The blame does not belong to the entire workforce, of course, as quite often the very people on the ground look up to management and see a lack of cybersecurity savvy. To that end, our report found that 4 in 10 employees believe that their CEO undervalues cybersecurity. This is a recipe for disaster, which is made all the riskier with mobile workforces whose data is beyond the safety of a corporation’s four walls.
A solution is needed. There needs to be a method for communicating with a large mobile workforce that protects data, retains IP, establishes secure connections, and is as usable as the consumer applications that workers are accustomed to using in their personal lives.
A new protocol
The solution needs to have a good user interface so that the workforce chooses to use the corporate product, rather than switching back to something much less secure, simply because they prefer the way it works. At Wire, we believe this solution is on the horizon and is going to be a real game-changer that will make the mobility of the workforce more secure than ever.
Messaging Layer Security, or MLS for short, is a new standard being developed to firm up the security of enterprise messaging platforms by employing end-to-end encryption within group communication.
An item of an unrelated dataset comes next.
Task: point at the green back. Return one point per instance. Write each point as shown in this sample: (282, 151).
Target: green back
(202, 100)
Mozilla, Cisco, Oxford University, Facebook, INRIA, Google and Twitter, as well as our team at Wire, are all working on this new protocol, which will allow for mobile workforces to work together, wherever they may be, in a fully secure environment, protecting company IP by default.
MLS has three major goals:
- Make secure messaging in groups more efficient
- Increase group messaging security (whilst maintaining security guarantees such as Forward Secrecy and Post-Compromise Security).
- Establish a standard that can be adopted at scale by businesses of all sizes.
The idea behind MLS is that it is ultimately meant to exist as an open standard so that all platforms can take advantage of the security MLS offers.
When an organisation uses a platform that leverages MLS and offers end-to-end encryption, collaboration becomes more secure and companies’ most valuable products -- IP and digital assets -- are better protected against the malicious actors who aim to target them through vulnerabilities. Truly, this is the best way that a company can foster the mobile workforce of the future while acting with a high level of responsibility towards security considerations.
A more mobile workforce is coming, and all companies, big or small, need to be prepared. Not just in the sense of flexible working policies and employee wellbeing strategies, but in creating a secure working environment outside of the four walls of the main office, both to prevent data breaches, and for retaining IP. Are you ready?